Ryan Donovan: Yeah. I think in the initial contact emails, we talked about using AI as a control plane for the sort of systems in production. Can you expand on that idea?

Spiros Xanthos: What we found in practice is that, although our goal was 'let's build AI agents that can use the same tools as humans in running production and troubleshooting incidents,' what we found is to do that well, you have to both be able to use all these tools, you have to be able to reason, and you have to be able to learn. Learn in terms of like, extract the tribal knowledge that exists and is spread out across these tools and human minds, basically. And as you start letting all the tribal knowledge, and you have control of all these tools, let's say that the human uses, then you effectively have this layer of abstraction—this intelligent layer of abstraction—on top of these lower-level tools. That allows you to, essentially, perform most tasks, let's say, that the human has to perform in production, a lot faster. For example, oftentimes, let's say you have questions that span multiple tools that might not be troubleshooting; i'll give you an example of something we, you know, one of our engineers did yesterday: we realized our volume of logs have grown, like, significantly in the last couple of weeks. So, one of our engineers went to Resolve, said, 'can you give me the top five long lines by volume and tell me how to optimize?' So, Resolve went and ran a query in our logging tool, figured out which, essentially, 'log lines' are the highest volume, then went back, looked into code to see where those are produced from, and then suggested how to change the code to reduce the volume of logs. And with like, essentially an exercise that would have taken probably, I don't know, maybe an hour, or multiple hours for somebody to be able to do, was done in two minutes, and also cut back, like, the specific code change we had to apply to optimize the logs. So, any kind of task of this nature that might not be troubleshooting strictly can be performed a lot faster because now, as a human, you can operate at the level of abstraction higher than the underlying tools. You don't have to understand the spoken language for the logging tool. You get the exact place in the code where you need to make the change, or you know, understand the specific behavior of the code.

Ryan Donovan: Sounds like what we you have to do is just be able to identify a problem and then go to the AI and say, 'hey, what is this?'

Spiros Xanthos: Correct. And I think this is where we are today, right? Today, mostly, I would say we and our customers use Resolve AI to identify problems, you know, get to the root cause of an issue, or an alert, or an incident, or answer any other question that involves all these tools. I think we're moving to the next stage of this also very quickly, which is, 'okay, now that you identify the problem, can you fix it for me?' So this can take the form of remediation in the case of an incident, but also can take the form of just, 'create a PR for the question I just described about log volume and just do it for me.' I think we're gonna very quickly see that the loop is gonna close... 'okay, this is the problem. This is the fix. Please take it.' You know, the set of actions we trust and AI to take – it's gonna expand very, very quickly as, let's say, the quality of answers increases.
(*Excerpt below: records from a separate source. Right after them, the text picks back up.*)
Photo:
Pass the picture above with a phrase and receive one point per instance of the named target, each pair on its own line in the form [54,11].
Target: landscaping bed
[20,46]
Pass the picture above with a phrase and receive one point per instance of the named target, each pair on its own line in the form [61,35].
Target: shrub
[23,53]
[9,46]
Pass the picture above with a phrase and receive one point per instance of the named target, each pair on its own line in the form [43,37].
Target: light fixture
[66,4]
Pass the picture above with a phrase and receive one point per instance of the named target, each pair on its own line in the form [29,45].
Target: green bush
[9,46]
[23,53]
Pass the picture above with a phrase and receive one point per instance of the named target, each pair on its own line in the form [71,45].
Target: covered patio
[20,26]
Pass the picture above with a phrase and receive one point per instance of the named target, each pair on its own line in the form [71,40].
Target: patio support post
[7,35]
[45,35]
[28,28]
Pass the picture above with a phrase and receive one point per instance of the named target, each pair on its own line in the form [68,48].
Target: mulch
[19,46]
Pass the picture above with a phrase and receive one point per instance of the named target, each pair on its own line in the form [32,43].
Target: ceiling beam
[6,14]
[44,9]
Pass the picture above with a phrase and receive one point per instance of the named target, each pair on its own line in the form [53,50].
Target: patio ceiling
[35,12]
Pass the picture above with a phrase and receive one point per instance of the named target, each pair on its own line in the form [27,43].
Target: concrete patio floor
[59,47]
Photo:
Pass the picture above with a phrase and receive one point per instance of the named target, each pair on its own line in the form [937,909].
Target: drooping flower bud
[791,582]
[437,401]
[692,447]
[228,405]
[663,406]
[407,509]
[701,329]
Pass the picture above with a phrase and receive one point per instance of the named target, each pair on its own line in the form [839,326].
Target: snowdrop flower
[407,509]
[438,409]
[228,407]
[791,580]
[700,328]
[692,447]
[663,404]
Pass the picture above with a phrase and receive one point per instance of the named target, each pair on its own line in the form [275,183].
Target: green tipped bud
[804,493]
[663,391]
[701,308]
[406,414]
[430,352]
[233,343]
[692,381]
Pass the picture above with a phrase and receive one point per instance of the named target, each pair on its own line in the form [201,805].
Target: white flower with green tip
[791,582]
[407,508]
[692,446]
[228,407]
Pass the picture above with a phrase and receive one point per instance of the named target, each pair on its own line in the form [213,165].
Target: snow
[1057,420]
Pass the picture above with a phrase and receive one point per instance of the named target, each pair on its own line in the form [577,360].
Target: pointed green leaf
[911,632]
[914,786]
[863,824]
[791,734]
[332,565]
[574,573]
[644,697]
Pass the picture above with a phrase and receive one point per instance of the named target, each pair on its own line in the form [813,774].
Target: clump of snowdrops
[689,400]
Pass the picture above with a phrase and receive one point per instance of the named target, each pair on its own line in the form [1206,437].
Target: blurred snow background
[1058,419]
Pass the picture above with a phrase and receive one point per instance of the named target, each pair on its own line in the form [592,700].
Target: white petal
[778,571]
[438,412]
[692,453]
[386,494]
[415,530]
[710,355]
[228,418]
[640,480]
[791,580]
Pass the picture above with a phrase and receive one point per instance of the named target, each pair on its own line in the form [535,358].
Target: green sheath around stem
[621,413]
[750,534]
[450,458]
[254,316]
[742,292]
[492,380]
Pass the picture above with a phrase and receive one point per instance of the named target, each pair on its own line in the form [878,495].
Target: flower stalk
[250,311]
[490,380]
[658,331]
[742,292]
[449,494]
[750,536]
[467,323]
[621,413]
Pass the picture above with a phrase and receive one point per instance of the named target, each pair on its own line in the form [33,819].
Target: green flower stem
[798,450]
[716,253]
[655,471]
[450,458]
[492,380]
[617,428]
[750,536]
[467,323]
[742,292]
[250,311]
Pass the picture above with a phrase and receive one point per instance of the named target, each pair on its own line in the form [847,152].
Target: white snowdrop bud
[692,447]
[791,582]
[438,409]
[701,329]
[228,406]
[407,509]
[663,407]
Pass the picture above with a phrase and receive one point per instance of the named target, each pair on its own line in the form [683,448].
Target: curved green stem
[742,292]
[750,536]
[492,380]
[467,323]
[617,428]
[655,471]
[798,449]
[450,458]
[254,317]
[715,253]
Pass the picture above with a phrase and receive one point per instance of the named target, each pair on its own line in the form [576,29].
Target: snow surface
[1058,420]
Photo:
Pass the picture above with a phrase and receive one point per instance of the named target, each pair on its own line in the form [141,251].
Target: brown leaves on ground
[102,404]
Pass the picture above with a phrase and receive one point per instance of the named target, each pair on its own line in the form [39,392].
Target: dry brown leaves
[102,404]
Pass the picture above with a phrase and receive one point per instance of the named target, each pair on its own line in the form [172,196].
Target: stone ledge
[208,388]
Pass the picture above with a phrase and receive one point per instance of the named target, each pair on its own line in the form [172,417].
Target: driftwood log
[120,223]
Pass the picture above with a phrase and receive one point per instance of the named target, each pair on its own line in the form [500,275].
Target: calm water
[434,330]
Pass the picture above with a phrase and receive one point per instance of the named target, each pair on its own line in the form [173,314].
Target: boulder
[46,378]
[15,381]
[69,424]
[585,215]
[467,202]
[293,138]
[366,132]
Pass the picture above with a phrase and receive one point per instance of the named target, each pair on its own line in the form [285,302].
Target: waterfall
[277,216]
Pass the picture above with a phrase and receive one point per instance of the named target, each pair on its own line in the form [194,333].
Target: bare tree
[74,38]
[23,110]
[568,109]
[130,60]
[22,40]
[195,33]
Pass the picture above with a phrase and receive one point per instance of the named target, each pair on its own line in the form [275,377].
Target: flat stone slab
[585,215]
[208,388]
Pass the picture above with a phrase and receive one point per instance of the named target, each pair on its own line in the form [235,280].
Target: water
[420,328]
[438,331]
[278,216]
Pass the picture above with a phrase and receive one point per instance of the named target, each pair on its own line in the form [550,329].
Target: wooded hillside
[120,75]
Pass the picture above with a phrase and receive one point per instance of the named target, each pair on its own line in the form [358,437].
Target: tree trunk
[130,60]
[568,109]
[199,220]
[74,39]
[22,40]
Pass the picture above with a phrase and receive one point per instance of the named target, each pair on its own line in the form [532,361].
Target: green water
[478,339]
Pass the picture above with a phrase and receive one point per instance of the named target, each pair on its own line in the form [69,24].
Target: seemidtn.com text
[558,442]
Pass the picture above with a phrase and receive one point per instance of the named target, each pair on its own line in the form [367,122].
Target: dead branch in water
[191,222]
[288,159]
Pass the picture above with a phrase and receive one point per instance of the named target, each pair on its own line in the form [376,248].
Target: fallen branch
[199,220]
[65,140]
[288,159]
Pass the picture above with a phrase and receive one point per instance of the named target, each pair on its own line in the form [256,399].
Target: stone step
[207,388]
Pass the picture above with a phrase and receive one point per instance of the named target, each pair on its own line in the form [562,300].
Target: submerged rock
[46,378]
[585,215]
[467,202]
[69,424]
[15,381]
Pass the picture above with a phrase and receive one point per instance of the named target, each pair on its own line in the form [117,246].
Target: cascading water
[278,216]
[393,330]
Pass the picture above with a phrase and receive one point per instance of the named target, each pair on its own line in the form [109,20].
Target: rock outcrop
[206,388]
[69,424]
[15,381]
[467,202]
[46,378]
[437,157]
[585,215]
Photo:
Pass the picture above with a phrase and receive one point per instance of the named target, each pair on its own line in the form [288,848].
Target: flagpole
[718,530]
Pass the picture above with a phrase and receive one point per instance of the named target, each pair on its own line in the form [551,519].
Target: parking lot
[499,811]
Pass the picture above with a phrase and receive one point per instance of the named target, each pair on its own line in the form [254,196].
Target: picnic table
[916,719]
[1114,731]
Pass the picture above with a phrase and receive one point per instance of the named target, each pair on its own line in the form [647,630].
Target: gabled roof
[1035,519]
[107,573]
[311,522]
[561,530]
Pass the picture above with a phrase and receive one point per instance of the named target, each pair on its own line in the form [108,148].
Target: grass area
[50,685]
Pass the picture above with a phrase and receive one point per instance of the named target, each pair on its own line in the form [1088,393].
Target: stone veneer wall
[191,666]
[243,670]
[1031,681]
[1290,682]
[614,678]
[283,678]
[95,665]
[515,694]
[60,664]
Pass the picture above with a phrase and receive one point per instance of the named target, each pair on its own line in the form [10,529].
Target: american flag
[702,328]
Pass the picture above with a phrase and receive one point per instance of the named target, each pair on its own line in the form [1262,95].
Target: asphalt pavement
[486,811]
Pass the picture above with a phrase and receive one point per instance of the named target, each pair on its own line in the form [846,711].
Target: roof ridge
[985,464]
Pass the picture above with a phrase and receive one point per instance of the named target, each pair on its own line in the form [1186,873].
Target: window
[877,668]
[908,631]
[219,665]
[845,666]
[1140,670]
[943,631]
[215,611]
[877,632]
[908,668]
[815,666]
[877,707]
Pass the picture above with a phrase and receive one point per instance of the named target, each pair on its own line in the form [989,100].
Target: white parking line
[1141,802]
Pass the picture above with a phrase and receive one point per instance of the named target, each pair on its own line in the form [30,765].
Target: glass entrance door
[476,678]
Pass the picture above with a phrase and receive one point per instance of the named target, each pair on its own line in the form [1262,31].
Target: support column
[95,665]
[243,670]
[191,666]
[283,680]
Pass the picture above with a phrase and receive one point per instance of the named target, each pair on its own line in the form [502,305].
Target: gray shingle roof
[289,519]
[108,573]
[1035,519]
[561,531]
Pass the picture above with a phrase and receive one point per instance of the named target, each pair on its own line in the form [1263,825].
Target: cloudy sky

Ryan Donovan: So, this all leads to the question of the actions that humans are gonna be able to take. When I first worked at a large scaled-up tech company, I was surprised at the number of engineers there—hundreds of engineers—and it sounds like a lot of this sort of work is gonna be now done by AI. Do you think we're coding ourselves out of jobs?

Spiros Xanthos: I think that the job of the software engineer or site liability engineer has changed already. If you're gonna be successful in today's environment, you actually have to be able to use effectively AI tools 'cause they create a lot of productivity gains, effectiveness– you can do your job better. Now, I think that the same way, let's say, that maybe we move from assembly to high-level languages, and move to having like, operating systems that do most of the work for us – I don't think that's different. I don't think we're gonna have fewer people that are software engineers. It's just that the job is gonna be different. And out of all this, I think we're gonna have much higher productivity, much higher technological output. We're gonna be able to solve many more problems with technology. I think a lot of problems that rely on technology are gonna become a lot cheaper to solve. So, overall, it's just that I believe we're creating a new level of abstraction. Humans have to learn how to operate at this high level of abstraction, but I don't think the end result out of all this is gonna be fewer people in technology. If anything, it might be more of them.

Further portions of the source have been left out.